In recent years, SMS has grown to become a very effective communication channel for customers to interact with businesses, with 74% of consumers reporting an improved impression of brands that communicate with them via text messages. What’s more, SMS benefits from an open rate of 95%, and 90% of messages are read within 3 minutes. This means the reach and speed far surpasses that of other communication channels, which can be particularly useful for time sensitive messages – for example, appointment reminders and account balance notifications.
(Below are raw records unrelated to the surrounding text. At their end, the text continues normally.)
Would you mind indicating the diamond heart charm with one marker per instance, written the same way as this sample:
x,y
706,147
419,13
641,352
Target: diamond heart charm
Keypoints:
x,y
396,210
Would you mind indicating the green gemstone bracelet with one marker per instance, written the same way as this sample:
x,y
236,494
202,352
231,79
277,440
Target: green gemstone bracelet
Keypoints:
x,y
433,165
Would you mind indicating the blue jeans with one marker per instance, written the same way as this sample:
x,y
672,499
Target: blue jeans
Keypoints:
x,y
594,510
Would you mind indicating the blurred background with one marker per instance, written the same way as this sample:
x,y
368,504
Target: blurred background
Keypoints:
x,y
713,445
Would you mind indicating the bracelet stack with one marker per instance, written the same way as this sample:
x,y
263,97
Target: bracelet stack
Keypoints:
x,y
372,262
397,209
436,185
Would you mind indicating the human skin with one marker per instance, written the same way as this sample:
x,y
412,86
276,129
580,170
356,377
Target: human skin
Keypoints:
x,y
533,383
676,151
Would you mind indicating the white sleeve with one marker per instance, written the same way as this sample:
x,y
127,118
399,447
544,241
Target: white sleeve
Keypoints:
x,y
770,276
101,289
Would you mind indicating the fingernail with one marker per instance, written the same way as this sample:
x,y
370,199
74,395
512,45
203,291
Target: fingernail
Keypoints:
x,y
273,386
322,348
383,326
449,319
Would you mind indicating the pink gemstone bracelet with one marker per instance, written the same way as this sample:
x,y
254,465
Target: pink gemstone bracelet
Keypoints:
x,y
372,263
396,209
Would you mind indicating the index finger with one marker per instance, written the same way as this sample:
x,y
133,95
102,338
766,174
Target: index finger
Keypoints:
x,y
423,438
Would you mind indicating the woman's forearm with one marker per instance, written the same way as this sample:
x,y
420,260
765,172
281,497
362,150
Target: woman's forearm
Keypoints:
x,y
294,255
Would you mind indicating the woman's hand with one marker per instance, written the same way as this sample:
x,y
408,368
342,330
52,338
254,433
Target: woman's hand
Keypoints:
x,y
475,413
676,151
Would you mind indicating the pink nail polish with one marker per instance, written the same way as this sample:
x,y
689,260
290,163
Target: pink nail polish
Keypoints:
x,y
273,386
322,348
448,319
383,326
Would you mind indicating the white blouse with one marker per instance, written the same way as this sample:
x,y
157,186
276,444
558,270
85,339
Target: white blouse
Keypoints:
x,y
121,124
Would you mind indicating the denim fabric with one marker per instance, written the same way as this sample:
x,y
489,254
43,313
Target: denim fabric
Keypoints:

Sign post suitable debt advice
Even before the pandemic, 9 out of 10 consumers surveyed reported that they suffer from stress and anxiety as a direct result of their debt issues. In a continually uncertain post-COVID landscape, individuals are likely to be feeling more vulnerable than usual. Though the regulator has still not confirmed whether additional resources, for example debt counselling, will be available to consumers over the coming months, the FCA have said – “Firms should consider signposting customers towards sources of debt advice… debt advice may be helpful for customers coming to the end of payment holidays”. Thus it is important that this has been prioritised in your communication strategy.
Treating customers fairly will always remain a top priority for those in the financial services sector, and a large part of that is ensuring that you and your team sufficiently understand your customers’ circumstances. Arguably, this is now more important than ever before and with effective communication your company can keep the dialogue open.